De tweede-luitenant der genie X. had de Militaire Academie verlaten. In zijn tijd volgde de Regeering nog den dwazen regel, de jonge voor Indië bestemde officieren een jaar of langer in een moederlandsche garnizoensplaats te houden, gelijk het heette, om practijk op te doen. Het eenige, wat zij soms opdeden, was tegenzin in de Oost, want zij trachtten natuurlijk binnen weinige maanden zooveel mogelijk te genieten, en betreurden dan later in het eentonige, vervelende Indië de schoone dagen van Aranjuez, die onherroepelijk voorbij waren.

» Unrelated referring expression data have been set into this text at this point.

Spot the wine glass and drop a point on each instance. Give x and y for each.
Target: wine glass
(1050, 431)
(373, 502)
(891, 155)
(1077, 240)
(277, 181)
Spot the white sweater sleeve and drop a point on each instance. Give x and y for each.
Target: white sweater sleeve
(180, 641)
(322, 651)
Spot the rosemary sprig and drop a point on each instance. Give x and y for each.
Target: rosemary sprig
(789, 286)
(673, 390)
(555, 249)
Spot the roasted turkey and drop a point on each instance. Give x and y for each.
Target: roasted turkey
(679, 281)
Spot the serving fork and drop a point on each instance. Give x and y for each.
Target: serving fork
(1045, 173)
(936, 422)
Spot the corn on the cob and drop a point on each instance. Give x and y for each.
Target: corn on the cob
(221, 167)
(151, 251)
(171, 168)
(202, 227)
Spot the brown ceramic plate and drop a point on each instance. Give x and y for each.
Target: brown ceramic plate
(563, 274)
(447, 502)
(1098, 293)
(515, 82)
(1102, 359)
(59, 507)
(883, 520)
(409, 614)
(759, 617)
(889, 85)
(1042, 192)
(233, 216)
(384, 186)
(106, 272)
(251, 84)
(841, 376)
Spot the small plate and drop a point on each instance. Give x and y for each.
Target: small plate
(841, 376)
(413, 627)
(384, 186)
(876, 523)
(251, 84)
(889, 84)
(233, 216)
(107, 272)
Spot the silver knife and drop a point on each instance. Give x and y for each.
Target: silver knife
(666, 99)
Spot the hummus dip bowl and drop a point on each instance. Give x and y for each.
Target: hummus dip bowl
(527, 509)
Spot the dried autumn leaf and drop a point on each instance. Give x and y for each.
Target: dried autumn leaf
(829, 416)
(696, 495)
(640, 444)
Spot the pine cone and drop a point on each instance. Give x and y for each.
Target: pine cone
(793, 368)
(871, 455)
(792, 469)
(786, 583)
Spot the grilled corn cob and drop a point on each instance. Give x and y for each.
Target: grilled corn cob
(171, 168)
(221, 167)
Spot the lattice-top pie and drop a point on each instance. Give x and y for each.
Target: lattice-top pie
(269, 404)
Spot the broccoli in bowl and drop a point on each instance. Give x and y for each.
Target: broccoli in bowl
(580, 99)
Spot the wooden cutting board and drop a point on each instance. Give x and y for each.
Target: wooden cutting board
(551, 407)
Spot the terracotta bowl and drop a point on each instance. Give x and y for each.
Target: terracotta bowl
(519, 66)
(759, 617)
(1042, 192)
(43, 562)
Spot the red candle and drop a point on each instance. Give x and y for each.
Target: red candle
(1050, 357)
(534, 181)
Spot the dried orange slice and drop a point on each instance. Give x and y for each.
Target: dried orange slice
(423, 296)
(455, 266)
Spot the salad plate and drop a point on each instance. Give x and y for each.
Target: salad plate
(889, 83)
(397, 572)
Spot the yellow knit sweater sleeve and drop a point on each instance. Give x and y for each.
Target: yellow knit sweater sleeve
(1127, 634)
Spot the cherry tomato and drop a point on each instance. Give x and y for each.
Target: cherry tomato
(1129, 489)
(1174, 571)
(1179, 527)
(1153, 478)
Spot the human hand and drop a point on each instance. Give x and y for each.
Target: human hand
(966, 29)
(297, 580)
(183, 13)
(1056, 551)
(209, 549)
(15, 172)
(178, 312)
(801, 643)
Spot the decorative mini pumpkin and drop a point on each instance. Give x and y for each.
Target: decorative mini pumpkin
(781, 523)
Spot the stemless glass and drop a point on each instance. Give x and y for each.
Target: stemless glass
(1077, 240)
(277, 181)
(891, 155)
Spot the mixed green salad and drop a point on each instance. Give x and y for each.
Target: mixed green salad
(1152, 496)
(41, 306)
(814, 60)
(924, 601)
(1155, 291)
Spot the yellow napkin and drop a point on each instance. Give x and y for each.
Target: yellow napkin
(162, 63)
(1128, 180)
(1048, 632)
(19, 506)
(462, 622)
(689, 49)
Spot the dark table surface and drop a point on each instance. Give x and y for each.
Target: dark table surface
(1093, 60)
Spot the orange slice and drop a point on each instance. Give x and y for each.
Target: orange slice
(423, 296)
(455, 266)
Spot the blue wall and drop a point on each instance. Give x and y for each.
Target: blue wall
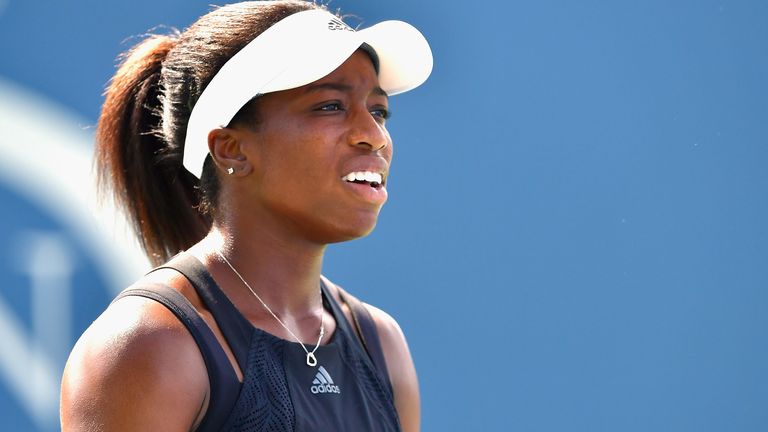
(576, 236)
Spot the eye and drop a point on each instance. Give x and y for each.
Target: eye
(381, 113)
(330, 107)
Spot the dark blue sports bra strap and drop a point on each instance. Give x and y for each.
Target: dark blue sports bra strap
(235, 328)
(365, 329)
(224, 385)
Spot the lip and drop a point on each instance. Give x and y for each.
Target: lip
(366, 163)
(377, 196)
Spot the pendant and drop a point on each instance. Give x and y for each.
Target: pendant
(311, 360)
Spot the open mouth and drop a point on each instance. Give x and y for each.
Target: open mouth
(372, 179)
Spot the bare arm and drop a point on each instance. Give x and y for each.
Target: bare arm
(136, 368)
(402, 372)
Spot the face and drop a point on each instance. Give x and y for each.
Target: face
(321, 154)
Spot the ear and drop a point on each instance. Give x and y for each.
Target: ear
(225, 145)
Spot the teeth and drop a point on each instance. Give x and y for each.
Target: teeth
(366, 176)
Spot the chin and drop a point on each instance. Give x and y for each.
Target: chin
(349, 228)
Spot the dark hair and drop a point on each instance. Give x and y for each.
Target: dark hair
(142, 127)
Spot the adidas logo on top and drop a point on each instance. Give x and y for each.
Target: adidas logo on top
(323, 383)
(337, 24)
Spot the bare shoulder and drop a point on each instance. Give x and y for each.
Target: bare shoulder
(135, 368)
(402, 372)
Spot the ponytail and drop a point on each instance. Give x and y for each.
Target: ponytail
(143, 123)
(135, 162)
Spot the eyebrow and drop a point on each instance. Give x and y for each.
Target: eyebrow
(340, 87)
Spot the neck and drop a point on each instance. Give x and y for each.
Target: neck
(283, 271)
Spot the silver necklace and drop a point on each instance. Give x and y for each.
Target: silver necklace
(311, 359)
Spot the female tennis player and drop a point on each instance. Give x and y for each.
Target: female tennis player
(239, 149)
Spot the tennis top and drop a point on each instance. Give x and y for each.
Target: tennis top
(348, 389)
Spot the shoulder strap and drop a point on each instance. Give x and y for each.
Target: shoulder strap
(235, 328)
(224, 385)
(365, 328)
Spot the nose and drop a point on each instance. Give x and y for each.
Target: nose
(367, 131)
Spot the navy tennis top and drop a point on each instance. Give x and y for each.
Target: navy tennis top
(345, 391)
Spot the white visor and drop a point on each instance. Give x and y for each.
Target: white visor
(298, 50)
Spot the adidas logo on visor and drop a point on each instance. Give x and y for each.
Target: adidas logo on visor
(323, 383)
(337, 24)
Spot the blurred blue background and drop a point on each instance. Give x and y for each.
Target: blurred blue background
(576, 237)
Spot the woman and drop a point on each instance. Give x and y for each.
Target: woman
(250, 141)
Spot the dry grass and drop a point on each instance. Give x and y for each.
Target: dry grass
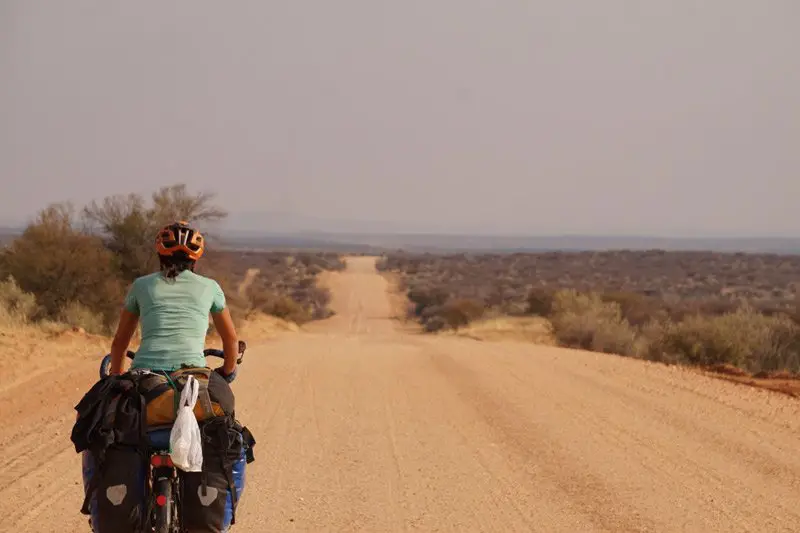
(536, 330)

X. kwam in een klein nest, waar, behalve het gewoon onderhoud der vestingwerken, niets te doen viel dan het weder optrekken van een ingestorten bekleedingsmuur. Voor dezen arbeid waren, colgens de moederlandsche weelderige begrippen van staatsarbeid, ingedeeld een kapitein, een eerste-luitenant, onze X. en een aannemer. Zonderlinge keuze van een vesting, waar practijk moest worden geleerd! De kapitein, eerstaanwezend ingenieur, die met den oudsten luitenant in werkzaamheid wedijverde, zeide tot X.: »Gij behoeft niets uit te voeren; ga gerust pierewaaien zooveel als gij wilt. De Regeering begaat een bêtise door jullie in ’t land te laten. Maar ik wil later niet aansprakelijk zijn voor vergissingen, die gij kunt hebben begaan.” X. liet zich dit geen tweemalen zeggen, en toen hij anderhalf jaar later naar Indië vertrok, schreef de kapitein dan ook in zijn conduite-staat: »Hij heeft zich trouw en nauwgezet gekweten van de hem gedane opdrachten.” De kolonel der fortificatie-directie, waartoe de kleine vesting behoorde, was opgetogen, toen hij den gemoedelijken X. ontving, die zijne loopbaan zoo onberispelijk had ingewijd. Hij noodigde hem tot een middagmaal en zijne dochters leerden hem tot het boston-spel. Zijne levenszon scheen nog vriendelijk.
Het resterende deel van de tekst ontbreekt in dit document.